To a certain extent, Eli Lilly’s shift away from its conservative home state of Indianapolis in favor of the blue coasts has been going on for some time. The pharmaceutical giant has research and development outfits in New York City, San Francisco, and San Diego. It also recently announced a $700 million building project for a genetic-medicine facility in Boston. Nevertheless, Eli Lilly’s willingness to throw away almost 150 years of history, and replace or force large swaths of their workforce to move in the name of making sure women can kill their unborn child in the womb is a testament to the corporate sector’s left-wing radicalism.

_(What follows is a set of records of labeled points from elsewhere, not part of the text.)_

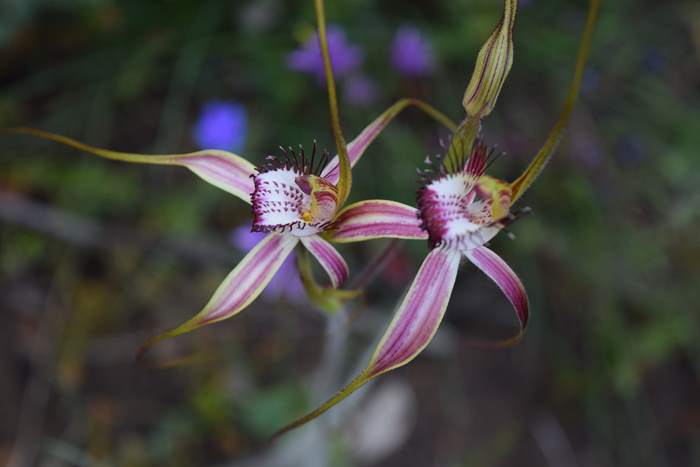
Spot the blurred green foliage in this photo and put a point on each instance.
(610, 258)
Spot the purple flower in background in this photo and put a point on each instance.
(345, 56)
(286, 283)
(360, 90)
(221, 125)
(411, 54)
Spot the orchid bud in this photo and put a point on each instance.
(492, 66)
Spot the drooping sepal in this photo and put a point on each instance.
(505, 278)
(358, 146)
(550, 145)
(372, 219)
(492, 66)
(412, 328)
(222, 169)
(241, 286)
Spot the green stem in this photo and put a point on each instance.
(345, 179)
(523, 182)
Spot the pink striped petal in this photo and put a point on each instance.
(356, 148)
(222, 169)
(498, 270)
(242, 285)
(412, 328)
(372, 219)
(329, 258)
(420, 312)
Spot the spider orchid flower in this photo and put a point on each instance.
(295, 199)
(459, 210)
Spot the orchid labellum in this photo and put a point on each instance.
(460, 209)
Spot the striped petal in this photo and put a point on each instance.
(545, 153)
(412, 328)
(241, 286)
(498, 270)
(372, 219)
(329, 258)
(357, 147)
(222, 169)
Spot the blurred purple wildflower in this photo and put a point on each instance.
(360, 90)
(345, 56)
(411, 54)
(221, 125)
(286, 283)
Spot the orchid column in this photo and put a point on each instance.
(459, 210)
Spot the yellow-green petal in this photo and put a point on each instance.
(492, 66)
(538, 163)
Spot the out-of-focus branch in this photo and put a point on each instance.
(85, 232)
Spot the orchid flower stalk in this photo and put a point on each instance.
(296, 198)
(459, 210)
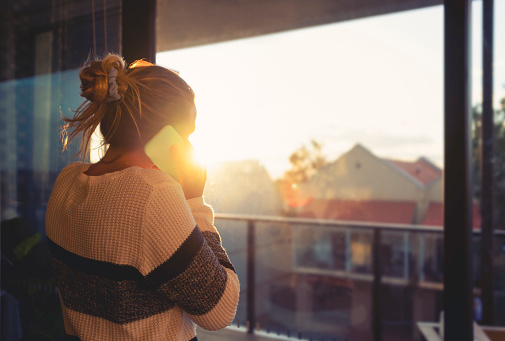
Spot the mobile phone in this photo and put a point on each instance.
(158, 150)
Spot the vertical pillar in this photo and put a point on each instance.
(251, 279)
(376, 286)
(138, 36)
(487, 247)
(458, 300)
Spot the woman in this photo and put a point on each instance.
(135, 252)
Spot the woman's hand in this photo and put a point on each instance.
(192, 175)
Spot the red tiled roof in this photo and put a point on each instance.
(396, 212)
(435, 215)
(420, 170)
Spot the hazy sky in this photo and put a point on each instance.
(376, 81)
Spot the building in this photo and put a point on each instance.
(360, 186)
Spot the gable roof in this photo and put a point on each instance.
(395, 212)
(422, 170)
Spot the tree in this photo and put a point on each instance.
(305, 162)
(499, 160)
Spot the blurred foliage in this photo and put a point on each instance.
(305, 162)
(498, 156)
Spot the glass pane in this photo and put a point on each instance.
(45, 44)
(336, 131)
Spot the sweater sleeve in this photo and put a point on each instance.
(182, 264)
(204, 217)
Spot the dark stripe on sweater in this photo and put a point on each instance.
(178, 262)
(192, 277)
(200, 287)
(214, 241)
(107, 270)
(116, 301)
(68, 337)
(168, 270)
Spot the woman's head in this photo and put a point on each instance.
(130, 104)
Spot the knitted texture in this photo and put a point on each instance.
(134, 260)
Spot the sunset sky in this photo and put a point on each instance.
(376, 81)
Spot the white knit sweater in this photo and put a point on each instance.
(134, 260)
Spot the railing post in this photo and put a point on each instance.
(458, 295)
(376, 289)
(251, 281)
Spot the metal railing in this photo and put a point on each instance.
(377, 261)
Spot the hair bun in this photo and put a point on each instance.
(95, 79)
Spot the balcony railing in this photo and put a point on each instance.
(349, 252)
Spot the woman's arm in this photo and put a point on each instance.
(185, 263)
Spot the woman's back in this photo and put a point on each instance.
(134, 260)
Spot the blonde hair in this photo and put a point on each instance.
(150, 97)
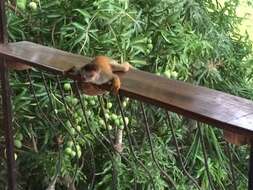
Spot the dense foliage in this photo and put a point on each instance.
(197, 41)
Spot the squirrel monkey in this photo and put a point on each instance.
(101, 70)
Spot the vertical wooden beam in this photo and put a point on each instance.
(6, 104)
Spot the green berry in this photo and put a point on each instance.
(78, 128)
(117, 122)
(109, 127)
(68, 150)
(33, 6)
(73, 153)
(126, 120)
(67, 87)
(124, 104)
(107, 116)
(150, 46)
(101, 121)
(88, 113)
(109, 105)
(74, 101)
(79, 153)
(19, 136)
(72, 131)
(114, 117)
(78, 147)
(92, 102)
(18, 143)
(167, 73)
(174, 74)
(68, 124)
(80, 112)
(121, 127)
(70, 144)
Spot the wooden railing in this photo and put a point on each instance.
(228, 112)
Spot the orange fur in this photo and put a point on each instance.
(107, 66)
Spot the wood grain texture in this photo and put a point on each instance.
(43, 57)
(226, 111)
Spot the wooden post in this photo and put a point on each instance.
(6, 104)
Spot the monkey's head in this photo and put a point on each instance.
(90, 72)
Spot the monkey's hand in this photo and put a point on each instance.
(115, 84)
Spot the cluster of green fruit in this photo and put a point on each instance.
(73, 150)
(18, 140)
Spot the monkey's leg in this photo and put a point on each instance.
(115, 84)
(124, 67)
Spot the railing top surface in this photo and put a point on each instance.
(47, 58)
(200, 103)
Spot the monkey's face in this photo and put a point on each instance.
(90, 72)
(90, 76)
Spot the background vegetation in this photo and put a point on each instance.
(197, 41)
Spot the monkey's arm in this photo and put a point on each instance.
(124, 67)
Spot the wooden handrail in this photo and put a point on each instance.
(206, 105)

For far too long, the conservative movement has been mystified at corporate America’s willingness to jump in bed with liberals. Liberals want to raise taxes and regulate the economy, conservatives thought. How could corporate America side with them? Initially, conservatives thought it was an aberration. Then conservatives started to talk about betrayal. But for a while, the strongest language we could muster in response was that these institutions have been hijacked by low-level millennials. 

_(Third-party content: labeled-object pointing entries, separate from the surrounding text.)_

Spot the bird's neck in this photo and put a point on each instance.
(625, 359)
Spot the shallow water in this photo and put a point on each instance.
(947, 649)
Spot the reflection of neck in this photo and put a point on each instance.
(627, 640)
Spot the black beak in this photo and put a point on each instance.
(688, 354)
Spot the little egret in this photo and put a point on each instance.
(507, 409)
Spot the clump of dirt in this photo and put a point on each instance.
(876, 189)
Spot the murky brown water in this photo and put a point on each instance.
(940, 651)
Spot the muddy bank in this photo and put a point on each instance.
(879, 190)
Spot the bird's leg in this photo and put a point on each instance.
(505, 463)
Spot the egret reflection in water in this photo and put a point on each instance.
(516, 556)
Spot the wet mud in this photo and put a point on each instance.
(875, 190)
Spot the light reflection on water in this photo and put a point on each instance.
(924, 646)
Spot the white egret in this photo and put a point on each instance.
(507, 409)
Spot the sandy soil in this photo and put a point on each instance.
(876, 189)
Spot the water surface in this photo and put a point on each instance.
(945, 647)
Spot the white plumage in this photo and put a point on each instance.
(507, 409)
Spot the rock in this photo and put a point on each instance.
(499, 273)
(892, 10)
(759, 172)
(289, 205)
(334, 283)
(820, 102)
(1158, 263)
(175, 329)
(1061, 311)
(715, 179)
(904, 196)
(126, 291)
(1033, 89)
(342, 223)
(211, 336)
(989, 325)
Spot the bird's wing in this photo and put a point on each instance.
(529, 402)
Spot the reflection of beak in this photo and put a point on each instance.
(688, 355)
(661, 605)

Surely, there’s a bit of truth to the “hijacked” narrative. But the alliance between liberals and capital is much more fundamental. By encouraging the individual’s pursuit of the unbounded self, liberalism severs the ties that bind individuals to people and place. Marriage, family, community, and nation must all be radically redefined as nothing more than non-binding contracts the individual defines for himself.

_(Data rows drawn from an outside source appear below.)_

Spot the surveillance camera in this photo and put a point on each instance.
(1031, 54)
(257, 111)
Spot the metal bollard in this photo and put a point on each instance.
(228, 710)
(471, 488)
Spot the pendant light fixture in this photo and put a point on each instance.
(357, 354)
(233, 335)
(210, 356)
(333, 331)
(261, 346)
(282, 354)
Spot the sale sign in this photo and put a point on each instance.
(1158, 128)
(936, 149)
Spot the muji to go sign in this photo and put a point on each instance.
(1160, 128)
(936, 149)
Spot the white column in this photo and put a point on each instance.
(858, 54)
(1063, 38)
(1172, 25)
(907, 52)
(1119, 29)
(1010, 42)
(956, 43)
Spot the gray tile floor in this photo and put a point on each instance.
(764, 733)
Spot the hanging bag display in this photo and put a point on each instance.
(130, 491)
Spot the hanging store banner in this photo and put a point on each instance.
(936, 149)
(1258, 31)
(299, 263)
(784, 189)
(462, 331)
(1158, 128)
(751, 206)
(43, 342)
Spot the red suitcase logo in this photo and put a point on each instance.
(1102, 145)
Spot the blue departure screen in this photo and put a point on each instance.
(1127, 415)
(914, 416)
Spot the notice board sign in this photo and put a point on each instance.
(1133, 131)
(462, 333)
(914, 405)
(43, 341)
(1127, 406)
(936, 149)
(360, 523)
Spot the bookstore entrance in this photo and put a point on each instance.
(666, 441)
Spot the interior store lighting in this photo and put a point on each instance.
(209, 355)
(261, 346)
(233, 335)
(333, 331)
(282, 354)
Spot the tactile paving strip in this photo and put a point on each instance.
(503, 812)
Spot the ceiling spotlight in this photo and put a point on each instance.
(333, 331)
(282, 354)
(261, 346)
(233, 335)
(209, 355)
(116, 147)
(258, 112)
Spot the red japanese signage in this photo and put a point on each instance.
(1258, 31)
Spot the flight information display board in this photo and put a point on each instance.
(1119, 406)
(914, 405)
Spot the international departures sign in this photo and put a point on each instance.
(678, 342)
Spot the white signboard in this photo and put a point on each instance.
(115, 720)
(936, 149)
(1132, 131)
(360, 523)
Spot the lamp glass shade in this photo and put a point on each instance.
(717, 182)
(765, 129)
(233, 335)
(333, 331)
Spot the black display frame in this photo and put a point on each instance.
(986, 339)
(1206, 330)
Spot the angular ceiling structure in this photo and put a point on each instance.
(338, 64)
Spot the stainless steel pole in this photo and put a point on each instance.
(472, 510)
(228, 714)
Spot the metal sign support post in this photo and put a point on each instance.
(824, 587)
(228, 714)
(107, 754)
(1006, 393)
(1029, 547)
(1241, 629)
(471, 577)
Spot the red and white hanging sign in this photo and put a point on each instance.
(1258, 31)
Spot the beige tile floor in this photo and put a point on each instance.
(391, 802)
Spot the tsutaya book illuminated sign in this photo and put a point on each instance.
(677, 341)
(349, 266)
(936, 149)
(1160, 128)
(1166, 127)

But man, Plato reminds us, is “a being in search of meaning.” Trying to purge these traditional institutions of meaning does not not rid us of our natural impulse to pursue it. What’s left, then, to provide meaning, if life is but a series of self-conceived nugatory contracts?

In these circumstances, capitalism has an answer. If life is nothing but a series of contracts, then at least you get monetarily compensated for selling your labor, which can’t be said for arguably more difficult jobs, being a husband or a wife or a parent. 

Corporate America’s support for abortion isn’t just a matter of protecting its bottom line. Liberalism and capitalism are natural allies because both seek to free the individual from natural constraints, the former through rights, the latter through the pursuit of profit. 

No surprise, Eli Lilly found some support from the Indianapolis Chamber of Commerce. “Over the last two weeks, the Indiana General Assembly has debated a substantial policy change on the issue of abortion in a compressed timeframe,” a statement from the chamber said. “Such an expedited legislative process — rushing to advance state policy on broad, complex issues — is, at best, detrimental to Hoosiers, and at worst, reckless.”

This isn’t to say that conservatives shouldn’t care about free and fair markets. It’s the recognition that markets, like the rights that we enjoy while participating in them, are intermediate ends to a higher social good—the flourishing of human society. And babies, dare I say, are pretty important to that mission.